A $24,000 Toyota Prius get 50 miles per gallon. 

So mile-for-mile, a Tesla does almost twice the environmental damage as a Prius. And that is without considering the huge difference in price between the two cars. 

The $46,000 price difference, if spent on carbon offset credits, could get rid of the carbon the Prius would emit in ONE THOUSAND YEARS of typical daily driving. 

The numbers are a lot worse if a Tesla and a Prius are each driven for 20 years before being scrapped. The waste of the $46,000 that could have paid for carbon offset credits makes the Tesla's carbon footprint about the same as a 1 mile-per-gallon gasoline-powered car. 

Yet people who call themselves environmentalists claim that Teslas are good for the planet. That rich people driving around in expensive and evironment-destroying luxury cars will somehow convince average Americans to conserve energy. 

California High-Speed Rail  

The California High Speed Rail project is the most expensive public-works project in the history of the United States. It is estimated to cost up to $100 billion by the time it is finished. And yet, careful analysis by the Department of Civil and Evironmental Engineering at UC Berkeley has shown that this project might produce NO EVNIRONMENTAL BENEFITS AT ALL. 

In 2010, Mikhail Chester and Arpad Horvath summed up this research in a paper: "Life-cycle assessment of high-speed rail: the case in California". And in 2012, they were interviewed for an article in Berkeley News: "Future of California high-speed rail looks green". 

From the Berkeley News article: 

"The greenhouse gas emission-equivalent for a typical airplane carrying 116 passengers would be a train carrying 130-280 passengers." 

and 

“this is not the answer to the state’s greenhouse gas goals. This is a tiny piece of the puzzle.” 

In other words, a CHSR train might emit between 12 percent and 141 perent MORE carbon than an airliner carrying the same people. 

So California is throwing away $100,000,000,000.00 that could have been used to really help the environment.

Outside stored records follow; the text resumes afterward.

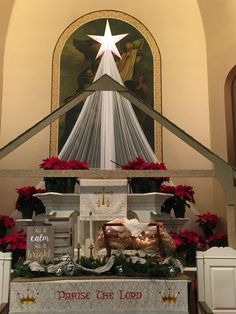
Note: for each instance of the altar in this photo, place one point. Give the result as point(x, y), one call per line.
point(91, 294)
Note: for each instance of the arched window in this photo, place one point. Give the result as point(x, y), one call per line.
point(230, 112)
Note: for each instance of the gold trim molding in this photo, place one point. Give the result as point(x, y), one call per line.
point(56, 70)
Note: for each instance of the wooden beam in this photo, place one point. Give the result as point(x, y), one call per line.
point(25, 136)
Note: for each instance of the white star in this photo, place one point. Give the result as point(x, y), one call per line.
point(108, 41)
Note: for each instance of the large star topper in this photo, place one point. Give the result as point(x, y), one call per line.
point(108, 41)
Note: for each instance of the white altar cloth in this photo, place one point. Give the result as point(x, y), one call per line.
point(131, 296)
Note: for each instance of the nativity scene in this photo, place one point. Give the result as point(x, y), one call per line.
point(107, 211)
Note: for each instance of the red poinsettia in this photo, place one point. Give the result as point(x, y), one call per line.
point(16, 240)
point(55, 163)
point(140, 164)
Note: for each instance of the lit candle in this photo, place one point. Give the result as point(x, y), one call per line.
point(90, 227)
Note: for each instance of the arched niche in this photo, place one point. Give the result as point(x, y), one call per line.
point(99, 17)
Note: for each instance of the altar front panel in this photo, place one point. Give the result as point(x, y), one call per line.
point(99, 296)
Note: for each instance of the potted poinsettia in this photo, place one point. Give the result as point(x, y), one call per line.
point(61, 184)
point(14, 242)
point(145, 185)
point(186, 243)
point(27, 203)
point(182, 195)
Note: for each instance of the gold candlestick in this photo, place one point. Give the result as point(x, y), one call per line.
point(91, 247)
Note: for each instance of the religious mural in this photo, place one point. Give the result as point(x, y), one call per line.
point(78, 67)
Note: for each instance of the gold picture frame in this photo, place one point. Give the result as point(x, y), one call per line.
point(56, 70)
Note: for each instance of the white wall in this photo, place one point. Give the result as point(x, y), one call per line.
point(33, 31)
point(220, 28)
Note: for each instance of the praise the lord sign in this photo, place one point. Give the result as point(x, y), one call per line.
point(40, 243)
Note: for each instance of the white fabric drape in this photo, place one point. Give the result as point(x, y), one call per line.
point(107, 127)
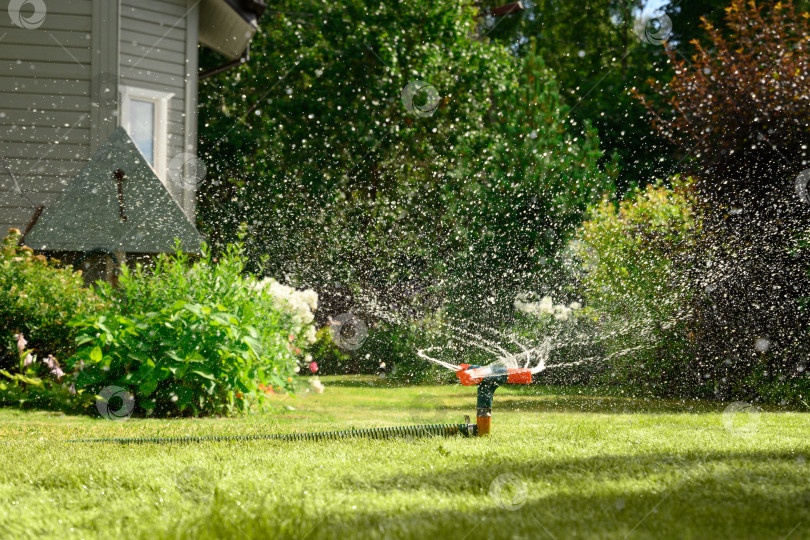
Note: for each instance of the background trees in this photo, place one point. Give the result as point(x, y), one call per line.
point(343, 188)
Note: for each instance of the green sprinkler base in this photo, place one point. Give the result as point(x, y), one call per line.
point(427, 430)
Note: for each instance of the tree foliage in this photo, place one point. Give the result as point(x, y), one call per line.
point(739, 108)
point(344, 188)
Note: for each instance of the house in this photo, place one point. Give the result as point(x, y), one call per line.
point(98, 120)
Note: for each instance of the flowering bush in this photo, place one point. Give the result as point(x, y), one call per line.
point(37, 300)
point(201, 338)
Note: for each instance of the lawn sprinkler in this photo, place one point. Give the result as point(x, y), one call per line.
point(488, 379)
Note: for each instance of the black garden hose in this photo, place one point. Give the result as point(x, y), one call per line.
point(426, 430)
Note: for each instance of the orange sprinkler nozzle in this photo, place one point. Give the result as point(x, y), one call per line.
point(472, 375)
point(488, 379)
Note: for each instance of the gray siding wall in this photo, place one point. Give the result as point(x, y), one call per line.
point(51, 121)
point(153, 54)
point(45, 76)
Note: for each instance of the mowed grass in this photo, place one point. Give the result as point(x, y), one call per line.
point(556, 466)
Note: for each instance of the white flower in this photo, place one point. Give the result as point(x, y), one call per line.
point(546, 305)
point(316, 385)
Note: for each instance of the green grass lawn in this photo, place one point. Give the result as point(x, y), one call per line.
point(557, 465)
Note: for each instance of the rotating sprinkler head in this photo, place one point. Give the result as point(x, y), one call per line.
point(488, 379)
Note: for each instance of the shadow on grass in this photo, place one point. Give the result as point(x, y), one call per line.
point(657, 495)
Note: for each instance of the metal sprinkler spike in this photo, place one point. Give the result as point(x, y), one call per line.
point(488, 379)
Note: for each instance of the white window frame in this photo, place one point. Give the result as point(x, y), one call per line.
point(161, 135)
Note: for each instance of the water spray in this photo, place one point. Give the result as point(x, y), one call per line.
point(488, 379)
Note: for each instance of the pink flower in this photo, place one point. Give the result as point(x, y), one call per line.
point(21, 343)
point(51, 362)
point(54, 366)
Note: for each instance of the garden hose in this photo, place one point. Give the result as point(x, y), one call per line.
point(426, 430)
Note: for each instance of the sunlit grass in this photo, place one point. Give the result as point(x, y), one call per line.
point(589, 466)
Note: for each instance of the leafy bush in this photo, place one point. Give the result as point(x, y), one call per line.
point(194, 338)
point(38, 299)
point(635, 260)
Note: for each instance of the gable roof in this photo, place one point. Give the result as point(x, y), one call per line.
point(135, 214)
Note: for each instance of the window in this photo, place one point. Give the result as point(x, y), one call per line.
point(144, 114)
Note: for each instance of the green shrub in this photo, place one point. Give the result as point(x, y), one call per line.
point(38, 299)
point(635, 286)
point(194, 338)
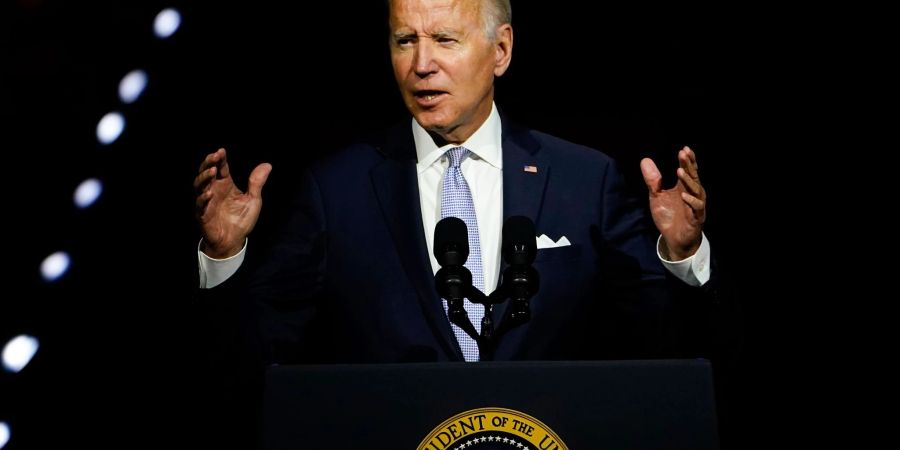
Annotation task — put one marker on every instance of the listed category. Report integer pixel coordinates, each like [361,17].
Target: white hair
[493,14]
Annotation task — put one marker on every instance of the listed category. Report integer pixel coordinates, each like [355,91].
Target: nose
[425,63]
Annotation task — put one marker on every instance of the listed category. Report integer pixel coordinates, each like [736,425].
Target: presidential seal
[492,429]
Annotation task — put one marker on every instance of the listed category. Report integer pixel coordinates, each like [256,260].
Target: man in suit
[351,278]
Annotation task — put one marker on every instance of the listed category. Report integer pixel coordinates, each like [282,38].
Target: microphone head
[451,242]
[519,241]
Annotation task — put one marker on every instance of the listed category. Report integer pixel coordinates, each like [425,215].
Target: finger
[258,179]
[222,164]
[203,180]
[211,159]
[690,184]
[695,203]
[651,174]
[687,159]
[203,199]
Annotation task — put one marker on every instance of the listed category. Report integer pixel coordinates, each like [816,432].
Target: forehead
[423,14]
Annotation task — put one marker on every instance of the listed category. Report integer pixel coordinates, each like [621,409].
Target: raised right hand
[225,214]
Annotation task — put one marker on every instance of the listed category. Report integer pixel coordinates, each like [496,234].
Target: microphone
[519,246]
[520,279]
[454,281]
[451,242]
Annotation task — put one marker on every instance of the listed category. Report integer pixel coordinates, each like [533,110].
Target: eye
[405,41]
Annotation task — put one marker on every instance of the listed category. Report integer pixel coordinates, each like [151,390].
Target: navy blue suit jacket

That much money would put solar panels on 5 million homes. Or do equally good things like build wind turbines or save parts of the Earth's rainforests. 

Again, this is somehow supposed to convince Americans to stop driving their cars and ride a bus or train that won't take them from where they live to where they work or back again. 

The Tragedy of All This 

Global warming is real and we should be doing everything we can afford to do to combat it. And there are things we can do. But our corrupt political system keeps our society from doing the things that should be done. 

- Wealthy people with a profit motive, and misguided would-be environmentalists with big public relations budgets, make false claims about how green their projects are. 

- The media parrots these falsehoods without even bothering to do any fact-checking. 

- Honest Americans who want to save the planet are bombarded with this misinformation until it becomes accepted as fact. 

- Government pays for foolish projects that won't help anything. 

- Developers kick some of that money back to the elected officials. 

- The cycle repeats over and over again. 

We saw this locally with AC Transit's Bus Rapid Transit project. Even after Berkeley killed it, the New York Times attacked us for being anti-environmentalists. And they used the same ridiculous claim AC Transit had concocted: that BRT was just like a subway but with buses. 

What Can We Do? 

- We can elect people who won't lie to us, who won't sell us out to special interest groups in return for campaign contributions. 

- We can spend a few dollars a month on carbon offset credits to get rid of the carbon we produce driving our cars or just living our lives. 

- We can stop and think whenever a well-financed public relations department tells us a whopper like diesel-powered buses driving on the street are just like electic-powered subway trains in dedicated tunnels. 

And when someone stands up and says "hey these people are lying to you", we can consider whether they might be right before we attack them as anti-environmentalists.